“Bu Agni, udah ditungguin ayangnya tuh di parkiran,” lapor Rini yang baru saja masuk ruang guru. Wanita itu menyengir lebar, menggoda calon pengantin yang berbunga-bunga itu belakangan sudah jadi hiburannya, apalagi jika sudah seharian berkutat dengan komplain wali murid.
Agni terpaku sesaat, sedari tadi wali Kelas Cemara itu sibuk membereskan prakarya kertas lipat murid-muridnya. Agni sampai lupa kalau siang ini ada janji dengan Aldio.
“Makasih, Bu Rini!” seru wanita itu. Agni buru-buru mengecek hand phone, benar saja ada pesan WhatsApp dari calon suaminya yang mengabarkan sudah menunggu di parkiran.
Setelah memastikan kertas lipat beraneka bentuk dan warna tersimpan rapi di kardus bekas wadah air mineral, Agni meraih ransel serta tote bag-nya lalu berpamitan pada rekan-rekan guru yang lain.
Wanita itu berjalan menyusuri koridor PAUD, terlihat ruang kelas di kanan dan kiri seluruhnya sudah tak berpenghuni. Anak-anak kebanyakan sudah dijemput orang tuanya sejak jam pelajaran usai. Beberapa anak yang belum dijemput, digiring ke area day care yang biasanya akan tutup menjelang sore.
Agni mempercepat langkahnya ke area parkir.
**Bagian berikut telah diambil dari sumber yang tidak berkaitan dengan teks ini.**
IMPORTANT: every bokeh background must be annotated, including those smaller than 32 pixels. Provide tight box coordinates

Sosok pria yang sangat familier keluar dari mobil pajero sport hitam sembari melambaikan tangan ke arahnya.
Tanpa terasa, senyum Agni pun terbit.
“Udah lama, Al?” tanya Agni. Kalau dilihat dari waktu pesan Aldio terkirim, sepertinya sudah cukup lama pria itu menunggu. Namun seperti biasa, Aldio tidak pernah mempermasalahkan kalau dia harus menunggu Agni.
“Baru setengah jam, Ni. Udah makan?” tanya Aldio sembari meraih tote bag dan ransel wanita itu. Bermaksud meletakkan barang-barang di kursi belakang.
“Udah. Emang kamu belom?”
Aldio menggeleng. “Tadi nganter mama arisan, tapi sungkan mau ikut makan di acara yang isinya tante-tante semua. Jadi, buru-buru ke sini.”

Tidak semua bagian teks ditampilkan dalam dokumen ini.